Friday, June 11, 2004

Film Making

Mike Tucker, who embedded himself with a unit in Iraq (yes, he embedded himself), sent this link which includes trailers to two films he shot in Baghdad.

This type of documentation interests me. It is what i can only call careful, containing a record of the film makers internal experience as much as it contains external information, even to the extent that the film maker is at times clearly uncomfortable maintaining a dispassionate position. Mike describes his presence during these two raids;

The first raids were surprisingly soft. Sometimes we just rolled up and knocked. One night we headed out to capture a general who was on the coalition "blacklist", when we arrived at his house, a team knocked on the door and went inside.

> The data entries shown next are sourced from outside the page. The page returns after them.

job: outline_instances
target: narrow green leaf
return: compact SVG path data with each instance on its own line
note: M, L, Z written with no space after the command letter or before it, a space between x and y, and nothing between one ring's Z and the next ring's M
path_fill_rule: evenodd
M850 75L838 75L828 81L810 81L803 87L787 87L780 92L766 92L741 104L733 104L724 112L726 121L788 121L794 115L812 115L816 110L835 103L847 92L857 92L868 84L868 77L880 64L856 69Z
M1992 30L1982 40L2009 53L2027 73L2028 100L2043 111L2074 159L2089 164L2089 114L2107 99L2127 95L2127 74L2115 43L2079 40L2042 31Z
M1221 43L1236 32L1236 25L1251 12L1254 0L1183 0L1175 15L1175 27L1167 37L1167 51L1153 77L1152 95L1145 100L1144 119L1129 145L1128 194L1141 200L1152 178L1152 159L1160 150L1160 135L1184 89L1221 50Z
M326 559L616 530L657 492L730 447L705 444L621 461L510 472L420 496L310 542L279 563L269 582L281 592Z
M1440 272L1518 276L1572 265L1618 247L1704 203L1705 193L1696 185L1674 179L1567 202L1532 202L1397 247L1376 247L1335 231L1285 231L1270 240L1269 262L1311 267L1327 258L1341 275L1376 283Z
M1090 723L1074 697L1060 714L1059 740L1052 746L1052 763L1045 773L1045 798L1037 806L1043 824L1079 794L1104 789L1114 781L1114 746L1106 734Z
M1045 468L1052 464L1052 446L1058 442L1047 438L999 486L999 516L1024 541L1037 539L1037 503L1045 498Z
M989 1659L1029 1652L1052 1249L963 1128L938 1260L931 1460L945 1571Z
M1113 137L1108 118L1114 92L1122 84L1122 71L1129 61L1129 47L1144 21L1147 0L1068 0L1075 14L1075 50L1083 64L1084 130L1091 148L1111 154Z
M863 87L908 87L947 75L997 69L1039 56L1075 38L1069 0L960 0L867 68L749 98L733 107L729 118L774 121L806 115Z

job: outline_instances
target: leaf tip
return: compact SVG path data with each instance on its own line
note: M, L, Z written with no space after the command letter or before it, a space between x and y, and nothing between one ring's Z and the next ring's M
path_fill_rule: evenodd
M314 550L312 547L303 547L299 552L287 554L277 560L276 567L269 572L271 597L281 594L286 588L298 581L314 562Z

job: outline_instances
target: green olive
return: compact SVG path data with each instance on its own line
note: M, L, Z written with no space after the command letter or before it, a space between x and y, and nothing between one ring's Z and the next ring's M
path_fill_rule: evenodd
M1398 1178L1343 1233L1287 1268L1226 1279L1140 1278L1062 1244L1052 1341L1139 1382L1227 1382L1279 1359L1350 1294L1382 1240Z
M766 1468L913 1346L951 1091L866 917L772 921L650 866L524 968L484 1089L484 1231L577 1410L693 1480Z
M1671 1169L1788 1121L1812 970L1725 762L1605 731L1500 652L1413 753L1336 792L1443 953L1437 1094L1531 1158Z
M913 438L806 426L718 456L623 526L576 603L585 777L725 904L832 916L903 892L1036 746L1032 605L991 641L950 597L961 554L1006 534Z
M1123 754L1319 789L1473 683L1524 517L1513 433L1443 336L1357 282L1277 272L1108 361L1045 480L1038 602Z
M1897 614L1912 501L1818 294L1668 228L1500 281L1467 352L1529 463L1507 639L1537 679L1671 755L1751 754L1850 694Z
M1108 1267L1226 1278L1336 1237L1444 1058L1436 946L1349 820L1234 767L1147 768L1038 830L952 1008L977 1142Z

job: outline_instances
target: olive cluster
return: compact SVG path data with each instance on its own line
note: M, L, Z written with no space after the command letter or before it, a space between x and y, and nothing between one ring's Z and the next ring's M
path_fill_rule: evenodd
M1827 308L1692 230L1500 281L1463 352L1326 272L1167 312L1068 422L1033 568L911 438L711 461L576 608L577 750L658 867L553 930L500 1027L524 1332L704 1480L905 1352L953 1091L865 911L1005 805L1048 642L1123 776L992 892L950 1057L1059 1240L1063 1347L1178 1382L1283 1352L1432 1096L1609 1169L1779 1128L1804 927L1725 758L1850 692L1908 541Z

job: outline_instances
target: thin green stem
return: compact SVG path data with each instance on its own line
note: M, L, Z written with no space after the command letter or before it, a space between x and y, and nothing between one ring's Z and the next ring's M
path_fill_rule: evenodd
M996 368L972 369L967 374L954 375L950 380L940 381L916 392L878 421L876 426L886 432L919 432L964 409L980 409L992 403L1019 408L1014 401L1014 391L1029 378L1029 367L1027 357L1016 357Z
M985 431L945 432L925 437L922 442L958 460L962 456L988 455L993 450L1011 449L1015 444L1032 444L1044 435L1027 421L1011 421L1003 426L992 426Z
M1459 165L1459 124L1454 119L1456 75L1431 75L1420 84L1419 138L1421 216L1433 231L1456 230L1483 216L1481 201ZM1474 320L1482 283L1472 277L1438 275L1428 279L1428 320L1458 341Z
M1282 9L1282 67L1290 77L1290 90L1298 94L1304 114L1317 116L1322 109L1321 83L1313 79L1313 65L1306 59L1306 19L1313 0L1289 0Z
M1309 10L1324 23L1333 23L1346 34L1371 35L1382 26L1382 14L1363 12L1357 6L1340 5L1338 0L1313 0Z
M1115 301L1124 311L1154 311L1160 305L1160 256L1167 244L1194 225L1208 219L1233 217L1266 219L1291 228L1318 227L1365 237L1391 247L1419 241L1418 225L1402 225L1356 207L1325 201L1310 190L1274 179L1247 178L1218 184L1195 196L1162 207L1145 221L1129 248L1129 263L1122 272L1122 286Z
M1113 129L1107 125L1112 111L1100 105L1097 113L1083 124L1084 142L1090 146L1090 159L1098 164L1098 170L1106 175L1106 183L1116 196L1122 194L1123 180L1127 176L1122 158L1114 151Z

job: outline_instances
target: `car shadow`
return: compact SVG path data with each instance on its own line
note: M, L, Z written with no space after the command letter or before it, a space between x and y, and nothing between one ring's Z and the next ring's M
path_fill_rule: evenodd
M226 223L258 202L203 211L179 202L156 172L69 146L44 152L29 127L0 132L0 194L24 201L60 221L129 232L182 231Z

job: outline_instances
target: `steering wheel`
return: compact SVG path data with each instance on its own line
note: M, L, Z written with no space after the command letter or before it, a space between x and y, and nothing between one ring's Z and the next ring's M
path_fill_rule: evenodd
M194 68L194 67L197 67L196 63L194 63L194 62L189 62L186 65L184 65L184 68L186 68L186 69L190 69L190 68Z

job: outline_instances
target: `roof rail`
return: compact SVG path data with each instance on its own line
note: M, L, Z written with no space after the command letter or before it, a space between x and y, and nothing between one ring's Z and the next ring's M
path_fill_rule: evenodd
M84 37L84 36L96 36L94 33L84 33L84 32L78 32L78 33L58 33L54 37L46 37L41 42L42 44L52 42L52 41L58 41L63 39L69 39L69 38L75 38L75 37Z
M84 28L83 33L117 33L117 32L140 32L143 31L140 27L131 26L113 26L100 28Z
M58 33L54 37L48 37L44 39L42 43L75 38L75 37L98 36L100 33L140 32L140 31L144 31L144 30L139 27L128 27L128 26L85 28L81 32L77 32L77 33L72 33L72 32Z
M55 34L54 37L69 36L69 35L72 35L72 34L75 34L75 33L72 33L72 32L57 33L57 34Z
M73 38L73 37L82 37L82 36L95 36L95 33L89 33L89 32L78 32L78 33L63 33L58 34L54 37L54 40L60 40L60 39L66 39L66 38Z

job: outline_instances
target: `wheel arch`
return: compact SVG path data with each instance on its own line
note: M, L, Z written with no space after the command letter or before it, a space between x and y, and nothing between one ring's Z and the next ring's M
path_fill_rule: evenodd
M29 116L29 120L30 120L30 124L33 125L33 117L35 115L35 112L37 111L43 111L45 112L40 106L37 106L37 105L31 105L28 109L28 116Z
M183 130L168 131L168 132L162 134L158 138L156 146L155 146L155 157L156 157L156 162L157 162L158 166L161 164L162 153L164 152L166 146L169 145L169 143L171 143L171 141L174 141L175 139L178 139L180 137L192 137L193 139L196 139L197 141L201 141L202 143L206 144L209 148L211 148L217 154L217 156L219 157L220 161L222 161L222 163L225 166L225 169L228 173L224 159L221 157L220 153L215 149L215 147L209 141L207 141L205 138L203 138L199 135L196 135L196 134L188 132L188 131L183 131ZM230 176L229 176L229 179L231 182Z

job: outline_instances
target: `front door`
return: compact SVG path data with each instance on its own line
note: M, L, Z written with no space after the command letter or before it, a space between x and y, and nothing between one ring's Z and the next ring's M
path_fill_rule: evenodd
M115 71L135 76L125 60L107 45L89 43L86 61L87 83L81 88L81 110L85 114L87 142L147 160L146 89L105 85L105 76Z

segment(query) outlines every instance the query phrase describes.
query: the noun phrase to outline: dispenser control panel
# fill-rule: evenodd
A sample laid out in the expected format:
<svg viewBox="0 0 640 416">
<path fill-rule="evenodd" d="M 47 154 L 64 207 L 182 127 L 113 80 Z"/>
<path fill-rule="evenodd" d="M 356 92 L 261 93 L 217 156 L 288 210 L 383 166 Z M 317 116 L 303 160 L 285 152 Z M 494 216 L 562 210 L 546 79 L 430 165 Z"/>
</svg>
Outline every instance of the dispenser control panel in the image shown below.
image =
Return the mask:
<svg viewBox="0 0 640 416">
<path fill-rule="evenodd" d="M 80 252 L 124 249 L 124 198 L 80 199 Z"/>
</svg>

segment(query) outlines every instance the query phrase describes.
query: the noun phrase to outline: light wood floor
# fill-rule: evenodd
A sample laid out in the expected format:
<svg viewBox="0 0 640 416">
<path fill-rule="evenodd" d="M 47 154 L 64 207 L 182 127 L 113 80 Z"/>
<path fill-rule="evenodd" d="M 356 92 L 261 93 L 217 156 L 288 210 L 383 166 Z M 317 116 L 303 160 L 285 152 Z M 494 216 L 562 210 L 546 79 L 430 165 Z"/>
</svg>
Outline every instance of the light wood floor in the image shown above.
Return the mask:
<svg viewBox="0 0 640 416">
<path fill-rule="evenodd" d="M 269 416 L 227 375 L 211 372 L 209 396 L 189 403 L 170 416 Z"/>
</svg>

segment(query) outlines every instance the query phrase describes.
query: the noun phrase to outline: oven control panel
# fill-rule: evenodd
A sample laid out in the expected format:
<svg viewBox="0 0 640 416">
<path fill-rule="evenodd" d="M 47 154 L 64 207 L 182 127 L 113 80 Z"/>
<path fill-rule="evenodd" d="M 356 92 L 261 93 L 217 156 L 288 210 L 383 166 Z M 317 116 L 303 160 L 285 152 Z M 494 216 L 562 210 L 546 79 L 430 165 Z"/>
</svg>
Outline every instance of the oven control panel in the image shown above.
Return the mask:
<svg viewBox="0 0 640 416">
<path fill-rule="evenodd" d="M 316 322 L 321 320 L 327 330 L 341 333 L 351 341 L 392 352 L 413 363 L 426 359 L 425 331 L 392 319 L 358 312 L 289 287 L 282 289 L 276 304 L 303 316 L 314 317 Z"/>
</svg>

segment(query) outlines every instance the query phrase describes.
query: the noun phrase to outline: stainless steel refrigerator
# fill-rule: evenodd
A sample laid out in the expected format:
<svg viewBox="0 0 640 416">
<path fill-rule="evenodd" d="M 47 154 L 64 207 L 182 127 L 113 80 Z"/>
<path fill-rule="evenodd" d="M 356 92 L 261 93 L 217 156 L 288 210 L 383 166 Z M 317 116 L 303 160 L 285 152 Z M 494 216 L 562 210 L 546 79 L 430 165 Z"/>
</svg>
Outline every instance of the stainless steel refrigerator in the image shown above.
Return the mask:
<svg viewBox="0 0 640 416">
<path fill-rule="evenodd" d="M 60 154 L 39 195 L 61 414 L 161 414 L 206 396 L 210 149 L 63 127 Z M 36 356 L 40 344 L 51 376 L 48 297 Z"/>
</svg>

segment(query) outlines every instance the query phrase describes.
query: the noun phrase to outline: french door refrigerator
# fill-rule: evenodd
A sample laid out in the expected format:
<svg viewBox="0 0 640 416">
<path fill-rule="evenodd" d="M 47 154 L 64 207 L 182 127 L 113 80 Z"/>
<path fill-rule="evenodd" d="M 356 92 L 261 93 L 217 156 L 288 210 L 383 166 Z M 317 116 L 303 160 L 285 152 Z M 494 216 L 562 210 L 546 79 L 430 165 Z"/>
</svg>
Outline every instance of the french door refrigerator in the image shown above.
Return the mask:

He put his kids to sleep, kissed his wife and grabbed a pre-packed bag by the door. He knew they were coming.

On another night, while raiding the home of suspected bomb builders, the scene was very different. One of the suspects reached for a weapon. He was put down with a fist. He and his two brothers were brought out to the lawn. He pleaded to the camera as soldiers commanded him to shut-up, "I'm a journalist. You get this wrong. Do you call this freedom?" I felt confused. I somehow wanted to clear up what I thought could be a case of mistaken identity. Nothing was found in the house. The brothers were taken to Abu Ghraib--four months later they were still there waiting for charges or to be cleared.


During Mikes self-embedded experience he filmed freestyle rapping soldiers and another soldier who played the star spangled banner on an electric guitar on top of the Azimiya Palace (formerly belonging to Uday Hussein, occupied during Mikes stay by a field artillery battalion). On a later visit in February, to the same battalion, Mike found the rapping he had previously filmed had developed into spoken word poetry.

The effect all this has is one of surreality.

Send the soldiers home i say. More poetry, music and air guitar, less of the rest of it.